They shared a look of amusement. They'd heard the stories their entire lives. Ones of a time when things were powered by energy and fuel, some even spoke of machines that flew. The tales of the wars that had resulted in the death of the Earth were the most outrageous of them all.
To Sandoval it sounded like something someone had dreamed up. She couldn't imagine the world described in some of those tales. She didn't know which seemed more fantastical, the horror stories of Armageddon or the descriptions of nature before the wars. It was hard to think of anything like a tree growing in a world where there was nothing but sand for miles.
“Hopefully this will shut Barry up for a while.”

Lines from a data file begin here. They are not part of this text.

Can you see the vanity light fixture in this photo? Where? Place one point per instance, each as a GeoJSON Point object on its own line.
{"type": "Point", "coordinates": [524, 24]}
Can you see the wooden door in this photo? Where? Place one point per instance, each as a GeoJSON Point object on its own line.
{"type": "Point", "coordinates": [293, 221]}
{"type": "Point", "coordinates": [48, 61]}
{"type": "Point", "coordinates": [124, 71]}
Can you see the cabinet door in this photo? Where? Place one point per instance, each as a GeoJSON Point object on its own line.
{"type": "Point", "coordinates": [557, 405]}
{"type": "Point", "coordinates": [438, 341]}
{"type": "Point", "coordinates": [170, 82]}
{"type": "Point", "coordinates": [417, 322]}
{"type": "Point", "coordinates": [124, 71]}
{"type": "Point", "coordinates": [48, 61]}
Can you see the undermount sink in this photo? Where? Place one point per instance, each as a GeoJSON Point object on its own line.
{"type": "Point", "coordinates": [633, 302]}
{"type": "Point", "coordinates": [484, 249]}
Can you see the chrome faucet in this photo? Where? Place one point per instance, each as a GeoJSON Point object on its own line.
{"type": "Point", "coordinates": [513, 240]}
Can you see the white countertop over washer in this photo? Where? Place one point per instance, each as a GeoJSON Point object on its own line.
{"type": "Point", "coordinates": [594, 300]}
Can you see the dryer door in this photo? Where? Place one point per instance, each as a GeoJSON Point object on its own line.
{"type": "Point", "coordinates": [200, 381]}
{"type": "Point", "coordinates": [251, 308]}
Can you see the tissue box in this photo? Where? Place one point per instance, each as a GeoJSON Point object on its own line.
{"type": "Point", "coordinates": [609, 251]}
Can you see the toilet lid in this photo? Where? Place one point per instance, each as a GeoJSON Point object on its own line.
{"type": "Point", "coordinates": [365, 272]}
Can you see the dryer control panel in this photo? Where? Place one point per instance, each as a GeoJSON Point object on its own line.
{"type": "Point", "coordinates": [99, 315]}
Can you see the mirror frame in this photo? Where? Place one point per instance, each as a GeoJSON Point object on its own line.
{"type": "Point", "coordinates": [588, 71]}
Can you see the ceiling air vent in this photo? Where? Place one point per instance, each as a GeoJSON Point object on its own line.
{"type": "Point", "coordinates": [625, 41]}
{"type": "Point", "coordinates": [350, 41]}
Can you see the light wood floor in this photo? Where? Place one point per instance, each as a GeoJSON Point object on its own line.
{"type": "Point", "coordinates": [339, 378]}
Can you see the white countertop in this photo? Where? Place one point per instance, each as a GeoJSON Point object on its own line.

Ellijay snorted. Barry Winters was one of their more frequent patrons. He collected anything he could find that might have existed in the old world. He was more than a little eccentric and he was a source of amusement that paid well.
“Not likely,” She replied. “He'll probably be back come next week, looking for more.”
“Has he come in today?”
“You know better than that. According to him, no one sane gets up this early.”
Ellijay raised an eyebrow at the muttered protest and asked, “And your point is?”
The small bell descending from a rope in the rafters rang, bringing the conversation to a halt. Ellijay's eyes unconsciously traced the rope to where it disappeared through the curtains. Then she brought her gaze back to Sandoval's.
“I'll see you at home later.”
“Are you sure you don't need me to stick around?”
Ellijay considered it for a moment. Saturday was their busiest day next to Sunday, but it was obvious from the dark circles beneath Sandoval's eyes that she needed some sleep. She hefted the hunk of metal in her hands and jerked her head towards the curtains.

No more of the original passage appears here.